Admittedly, I have made improvements. Instead of relaxing here with Luis, the old, pre-cancer me would surely be punching buttons on my phone attempting to reach the CEO of Michelin to report that his tires lasted only a measly 25,000 miles, a far cry from their guaranteed 85,000. After that, I would go to the gym and feverishly exercise away my anger at the automated Michelin secretary's unsatisfactory reply. But in the four years since my diagnosis, I have deliberately dumped all my killer boot camp exercise classes in favor of the more calming Pilates and yoga. Now, for each hour-long class, I am forced to remain focused on my breathing, not on my anger, or my dismal childhood, or my plan to control all of the kinks out of my future. For a full sixty minutes I live only in the moment.
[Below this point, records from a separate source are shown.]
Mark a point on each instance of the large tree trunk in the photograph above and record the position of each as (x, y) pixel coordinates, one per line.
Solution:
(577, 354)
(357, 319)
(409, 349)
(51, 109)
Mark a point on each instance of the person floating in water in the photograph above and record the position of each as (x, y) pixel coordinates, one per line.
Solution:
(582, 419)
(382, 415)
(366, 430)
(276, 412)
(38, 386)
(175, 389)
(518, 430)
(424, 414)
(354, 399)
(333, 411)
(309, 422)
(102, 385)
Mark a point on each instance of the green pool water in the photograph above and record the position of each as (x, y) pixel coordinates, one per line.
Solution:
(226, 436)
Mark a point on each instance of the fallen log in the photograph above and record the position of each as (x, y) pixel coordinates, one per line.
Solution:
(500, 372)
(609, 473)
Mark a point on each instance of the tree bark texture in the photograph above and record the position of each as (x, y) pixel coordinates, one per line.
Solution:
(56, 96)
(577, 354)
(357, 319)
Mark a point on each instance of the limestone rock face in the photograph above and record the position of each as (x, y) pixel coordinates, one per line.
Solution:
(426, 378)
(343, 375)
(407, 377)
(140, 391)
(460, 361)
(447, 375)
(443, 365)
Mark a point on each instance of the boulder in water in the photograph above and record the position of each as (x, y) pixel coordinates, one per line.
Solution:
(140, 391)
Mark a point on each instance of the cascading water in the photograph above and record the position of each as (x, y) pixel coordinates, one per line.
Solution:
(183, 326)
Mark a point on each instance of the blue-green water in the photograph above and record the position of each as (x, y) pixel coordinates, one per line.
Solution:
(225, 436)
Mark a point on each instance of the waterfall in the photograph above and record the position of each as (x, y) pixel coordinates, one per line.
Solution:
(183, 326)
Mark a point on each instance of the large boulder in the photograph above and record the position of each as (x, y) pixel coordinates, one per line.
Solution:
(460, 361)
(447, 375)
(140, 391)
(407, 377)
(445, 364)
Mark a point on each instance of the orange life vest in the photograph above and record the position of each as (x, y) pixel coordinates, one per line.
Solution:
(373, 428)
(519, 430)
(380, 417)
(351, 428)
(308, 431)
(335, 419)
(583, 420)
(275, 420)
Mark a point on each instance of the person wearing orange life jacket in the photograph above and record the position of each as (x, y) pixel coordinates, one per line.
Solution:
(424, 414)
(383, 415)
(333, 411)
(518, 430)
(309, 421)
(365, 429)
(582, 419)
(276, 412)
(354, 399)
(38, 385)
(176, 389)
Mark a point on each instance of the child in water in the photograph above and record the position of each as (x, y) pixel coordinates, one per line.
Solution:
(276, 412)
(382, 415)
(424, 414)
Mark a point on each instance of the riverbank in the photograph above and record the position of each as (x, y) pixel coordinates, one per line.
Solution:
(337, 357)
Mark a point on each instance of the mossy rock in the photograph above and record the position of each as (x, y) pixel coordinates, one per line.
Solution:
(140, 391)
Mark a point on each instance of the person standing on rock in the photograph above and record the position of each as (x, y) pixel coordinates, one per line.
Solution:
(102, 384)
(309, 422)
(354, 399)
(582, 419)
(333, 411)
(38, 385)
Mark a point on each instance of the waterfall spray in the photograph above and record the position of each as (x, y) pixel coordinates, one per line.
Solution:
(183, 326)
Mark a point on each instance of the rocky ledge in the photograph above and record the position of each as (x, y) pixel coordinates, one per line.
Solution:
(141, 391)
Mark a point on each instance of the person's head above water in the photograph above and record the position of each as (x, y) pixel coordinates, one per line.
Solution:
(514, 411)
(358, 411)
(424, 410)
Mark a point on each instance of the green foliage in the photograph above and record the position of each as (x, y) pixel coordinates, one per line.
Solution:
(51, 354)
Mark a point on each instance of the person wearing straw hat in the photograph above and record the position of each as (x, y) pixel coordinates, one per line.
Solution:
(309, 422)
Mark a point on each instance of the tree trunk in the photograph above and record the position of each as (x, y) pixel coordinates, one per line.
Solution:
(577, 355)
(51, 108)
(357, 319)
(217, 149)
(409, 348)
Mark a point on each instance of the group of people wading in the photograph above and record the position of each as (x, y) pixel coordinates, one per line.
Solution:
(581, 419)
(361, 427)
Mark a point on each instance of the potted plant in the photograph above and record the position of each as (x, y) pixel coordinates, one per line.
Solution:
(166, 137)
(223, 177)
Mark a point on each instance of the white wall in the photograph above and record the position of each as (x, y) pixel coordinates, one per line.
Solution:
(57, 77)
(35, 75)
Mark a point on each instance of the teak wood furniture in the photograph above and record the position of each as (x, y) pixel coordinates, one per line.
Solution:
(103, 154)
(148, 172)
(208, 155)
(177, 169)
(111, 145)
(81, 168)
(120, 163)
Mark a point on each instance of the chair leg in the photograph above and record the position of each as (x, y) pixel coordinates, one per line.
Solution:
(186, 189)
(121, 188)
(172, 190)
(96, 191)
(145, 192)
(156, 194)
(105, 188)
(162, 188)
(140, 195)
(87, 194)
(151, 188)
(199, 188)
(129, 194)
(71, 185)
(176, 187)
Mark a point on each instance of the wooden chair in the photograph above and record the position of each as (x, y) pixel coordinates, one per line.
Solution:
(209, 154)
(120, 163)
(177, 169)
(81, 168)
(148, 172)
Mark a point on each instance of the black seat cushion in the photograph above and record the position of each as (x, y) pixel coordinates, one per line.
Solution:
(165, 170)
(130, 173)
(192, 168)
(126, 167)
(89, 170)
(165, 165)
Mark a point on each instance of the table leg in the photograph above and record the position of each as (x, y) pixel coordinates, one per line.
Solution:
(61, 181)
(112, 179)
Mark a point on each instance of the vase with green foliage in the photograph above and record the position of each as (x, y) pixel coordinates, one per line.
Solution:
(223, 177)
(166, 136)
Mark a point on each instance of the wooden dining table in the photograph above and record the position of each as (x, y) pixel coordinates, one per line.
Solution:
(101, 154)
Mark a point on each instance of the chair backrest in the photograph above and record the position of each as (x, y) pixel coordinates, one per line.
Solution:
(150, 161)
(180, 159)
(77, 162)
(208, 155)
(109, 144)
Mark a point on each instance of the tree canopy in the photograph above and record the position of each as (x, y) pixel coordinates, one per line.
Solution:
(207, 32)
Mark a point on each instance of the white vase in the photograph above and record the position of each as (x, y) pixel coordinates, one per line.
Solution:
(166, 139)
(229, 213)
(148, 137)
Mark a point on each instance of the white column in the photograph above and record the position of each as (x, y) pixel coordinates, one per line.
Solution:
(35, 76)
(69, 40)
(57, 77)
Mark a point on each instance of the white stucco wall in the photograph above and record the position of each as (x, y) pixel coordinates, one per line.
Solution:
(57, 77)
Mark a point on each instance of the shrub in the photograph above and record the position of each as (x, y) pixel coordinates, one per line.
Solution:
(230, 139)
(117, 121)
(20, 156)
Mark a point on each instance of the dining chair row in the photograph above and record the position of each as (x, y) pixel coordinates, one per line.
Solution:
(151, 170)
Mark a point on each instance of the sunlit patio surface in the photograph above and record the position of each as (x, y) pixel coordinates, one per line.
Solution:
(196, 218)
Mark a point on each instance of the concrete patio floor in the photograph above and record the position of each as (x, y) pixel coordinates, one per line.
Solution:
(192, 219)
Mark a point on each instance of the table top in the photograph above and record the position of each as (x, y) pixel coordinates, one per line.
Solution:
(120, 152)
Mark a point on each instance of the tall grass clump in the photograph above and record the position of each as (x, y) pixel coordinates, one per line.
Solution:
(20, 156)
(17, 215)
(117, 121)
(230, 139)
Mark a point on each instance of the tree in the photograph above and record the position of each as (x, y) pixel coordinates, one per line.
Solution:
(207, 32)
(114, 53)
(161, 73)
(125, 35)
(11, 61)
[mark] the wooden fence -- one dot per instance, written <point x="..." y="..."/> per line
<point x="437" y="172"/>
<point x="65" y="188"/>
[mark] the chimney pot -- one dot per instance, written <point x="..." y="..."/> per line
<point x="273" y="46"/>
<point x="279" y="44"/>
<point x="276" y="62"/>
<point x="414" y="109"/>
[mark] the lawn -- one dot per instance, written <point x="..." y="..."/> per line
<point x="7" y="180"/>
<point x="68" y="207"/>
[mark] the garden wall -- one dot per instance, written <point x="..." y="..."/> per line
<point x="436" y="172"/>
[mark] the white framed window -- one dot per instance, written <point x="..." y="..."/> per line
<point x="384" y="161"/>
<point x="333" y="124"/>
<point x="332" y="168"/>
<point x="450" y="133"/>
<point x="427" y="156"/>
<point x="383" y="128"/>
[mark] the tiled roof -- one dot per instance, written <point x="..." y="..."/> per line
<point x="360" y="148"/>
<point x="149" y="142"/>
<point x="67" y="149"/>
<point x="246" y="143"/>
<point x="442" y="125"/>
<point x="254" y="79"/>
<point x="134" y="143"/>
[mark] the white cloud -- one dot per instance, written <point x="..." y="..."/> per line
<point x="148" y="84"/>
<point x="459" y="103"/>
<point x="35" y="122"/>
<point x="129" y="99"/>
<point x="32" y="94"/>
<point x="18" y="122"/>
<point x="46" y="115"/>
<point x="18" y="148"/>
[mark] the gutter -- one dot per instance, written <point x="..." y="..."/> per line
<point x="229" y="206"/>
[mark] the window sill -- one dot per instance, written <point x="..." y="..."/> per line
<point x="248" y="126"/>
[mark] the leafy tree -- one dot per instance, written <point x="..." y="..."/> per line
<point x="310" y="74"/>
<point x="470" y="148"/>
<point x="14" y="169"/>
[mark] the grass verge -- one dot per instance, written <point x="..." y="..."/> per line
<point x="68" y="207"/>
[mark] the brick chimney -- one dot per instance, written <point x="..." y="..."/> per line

Well, at least it's a step.

And yes, I do realize that I will have to take another 10 or 12 thousand more to catch up with Luis.

I can offer several excuses for the huge gulf between us, a few of which are worthy of at least a brief mention here. My husband for one: A man who cannot relax until all the dishes have been loaded, military style, washed, wiped and sequestered in the appropriate cabinets; a man who is compelled to pull his laundry out of the dryer before it stops spinning to prevent wrinkling; a man who makes sure all of the pencil tips in his desk are sharpened and facing west each evening.

All I can say is that it's a darned good thing he makes me laugh…

The Silicon Valley corporate lifestyle, however, does not evoke laughter, except maybe at its absurdity; nor is it, in any way, conducive to calm. Sure, we have many amenities – great weather, a beach over the hill, a world famous bay city less than an hour a way. The problem is that we have little or no time to enjoy them. Most of us are so totally technologically wired that we can never completely turn it off. If we did, we would not be able to complete in five days what took five weeks less than a generation ago. Then we'd be first on the block when it came to mergers, acquisitions, or younger/cheaper/foreign replacements.

I know, I know. If I don't like it, I could move. It's a good point. In theory at least. But for now, like Luis, my life and livelihood are here. Yet, of the two of us, Luis appears to know how to handle it, and I…well, I'm still flailing.

Just as I'm about to sip the last of my margarita, I see/hear a big ape of a guy bellowing at Luis. He can tell, he shouts, shoving the mug into Luis's face, that what he received is watered-down Coors, not the Dos Equis he'd ordered.

My first instinct is to push my stool back, stand up to my full 5'2" height and give that behemoth a piece of my mind. Can't he see that Luis has got his hands full? Can't he be patient? Why is he getting so stressed over a lousy beer?

Then I close my eyes and take a calming yoga breath. After all, if Luis can stand there and smile and nod while under immense stress, well, just maybe, I can too.